24 : Romain

La sonnerie annonçant leur libération avait enfin retentit et tous les élèves se précipitaient vers la sortie à la manière de bêtes sauvages ayant retrouvé leur liberté. Romain rangeait lentement ses dessins et ses cours, s'amusant par la même occasion du spectacle qui se déroulait devant ses yeux. Malgré qu'ils ne soient rentrés que depuis quelques jours, élèves comme professeurs avaient déjà l'irrésistible envie de retourner en vacances. Le haut de son corps presque totalement enfoncé dans son casier, le jeune homme farfouiller dans son carnet de dessin pour trouver le portrait qu'il avait promis à Lise. Il était tellement absorbé par sa recherche qu'il ne se rendit pas compte de la présence d'une fille à côté de son casier avant qu'elle ne l'interpelle. Sous l'effet de la surprise, il se redressa promptement en se frappant violemment le haut du crâne contre l'acier. Romain s'extirpa maladroitement de sa capsule de fer, renversant des papiers qui vinrent voleter à ses pieds. Lorsqu'il aperçut le visage de la jeune fille, il se figea, ses doigts se resserrèrent sur son carnet et ses membres se mirent à trembloter. Malgré qu'il la dépasse d'une bonne tête, Romain avait l'impression de se liquéfier sur place.

-J'ai besoin de ton aide.

Le garçon haussa les sourcils et écouta sa requête. Lorsqu'elle eut fini, il fut encore plus troublé qu'il ne l'était au début. Cette fille, l'une des plus populaires du lycée, venait lui demander de l'aide pour séduire Paul, à lui, le pauvre mec qui n'arrivait même pas à demander un morceau de pain aux dames du réfectoire. Étant un peu gêné d'être fixé ainsi par la fille et ne sachant pas trop quoi répondre, il se baissa lentement pour ramasser les papiers tombés à ses pieds.

-Eh bien, bafouilla-t-il en fixant les baskets de la jeune fille, je ne crois pas que je te serais d'une grande.. Arhg !

Il ravala un cri de douleur alors que pour la deuxième fois en moins de dix minutes, l'arrière de son crâne rencontrait une surface en acier. Sous le coup de l'impact, il lâcha les objets qui lui encombraient les mains et, dans sa chute, son carnet rependit l'ensemble de ses dessins sur le sol. Yseult lui demanda s'il allait bien, mais le garçon ne l'écouta pas. Paniqué, il se jeta sur les feuilles étalées parterre et se précipita de les rassembler en prenant garde de ne pas les froisser. Devant son air affolé, la jeune fille s'accroupit pour l'aider à ramasser ses dessins. Elle saisit délicatement une feuille et s'arrêta lorsque ses yeux se posèrent sur le visage représenté. Romain releva la tête et la vit en train de regarder ses dessins, une expression effarement plaquée sur son visage. Il voulut lui récupéré des mains, mais il se tapa de nouveau la tête contre la porte de son casier. Alors qu'il pestait en gémissant contre tous les casiers du monde, Yseult sortit de sa torpeur et retourna le dessin de façon à ce qu'il puisse le voir.

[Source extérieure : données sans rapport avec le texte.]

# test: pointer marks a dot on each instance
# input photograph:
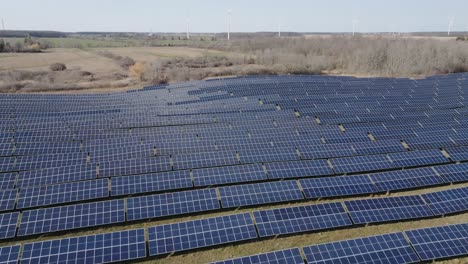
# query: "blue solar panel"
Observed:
(71, 217)
(447, 202)
(259, 193)
(387, 209)
(286, 256)
(439, 242)
(7, 200)
(8, 225)
(9, 254)
(206, 232)
(228, 174)
(300, 219)
(454, 173)
(298, 169)
(361, 164)
(337, 186)
(62, 193)
(417, 158)
(388, 248)
(100, 248)
(154, 182)
(406, 179)
(160, 205)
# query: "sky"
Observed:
(247, 15)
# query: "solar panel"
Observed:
(154, 182)
(8, 225)
(9, 254)
(388, 248)
(454, 173)
(447, 202)
(228, 174)
(337, 186)
(177, 203)
(298, 169)
(100, 248)
(201, 233)
(259, 193)
(286, 256)
(387, 209)
(405, 179)
(300, 219)
(71, 217)
(439, 242)
(7, 200)
(361, 164)
(62, 193)
(417, 158)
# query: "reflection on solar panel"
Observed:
(361, 163)
(63, 193)
(71, 217)
(286, 256)
(300, 219)
(447, 202)
(171, 204)
(388, 248)
(439, 242)
(7, 200)
(405, 179)
(387, 209)
(260, 193)
(9, 254)
(101, 248)
(154, 182)
(337, 186)
(454, 173)
(8, 225)
(206, 232)
(417, 158)
(298, 169)
(229, 174)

-C'est moi ? Lui demanda-t-elle, ses yeux bleus si écarquillés qu'ils semblaient envahir tout son visage.

Sans même attendre sa réponse, elle se mit à retourner tous les papiers, découvrant un nombre incalculable de portraits et d'esquisses de femmes. Il n'y avait que trois modèle, une femme à lunettes et aux lourdes boucles brunes, une Asiatique avec une frange et elle. Romain planta son regard dans le sien, ses mains tremblantes sur ses genoux et sa poitrine se soulevant lourdement.

-Je, je peux tout t'expliquer, bégaya-t-il à mi-voix.

La jeune fille haussa les sourcils puis lui tendit les feuilles avant de se relever et de s'épousseter, attendant ses explications. Le garçon finit de les ramasser sans un mot, son regard fuyant avec soin celui d'Yseult. Il finit par se remettre debout et toussota dans sa main.

-Je promets de t'aider à te rapprocher de Paul. Mais, je t'en pris, fait comme si tu n'avais rien vu, ne parle à personne de ça, dit-il en désignant d'un coup de menton son carnet, et après ça, ne m'approche plus jamais.

Le visage de la fille se figea sous le coup de cette dernière demande qui parut l'étonner. Puis elle sembla réfléchir quelques instants avant de secouer négligemment la tête.

-Bien, conclut-elle en sortant un morceau de papier froissé de sa poche, voilà mon numéro, appelle-moi ce soir, je te dirai plus précisément ce que j'attends de toi.

Sur ses derniers mots, elle se détourna, récupéra son sac et sortit d'une démarche nonchalante du bâtiment. Romain ne sut pas encore dans quelle sorte d'ennui il venait de se fourrer.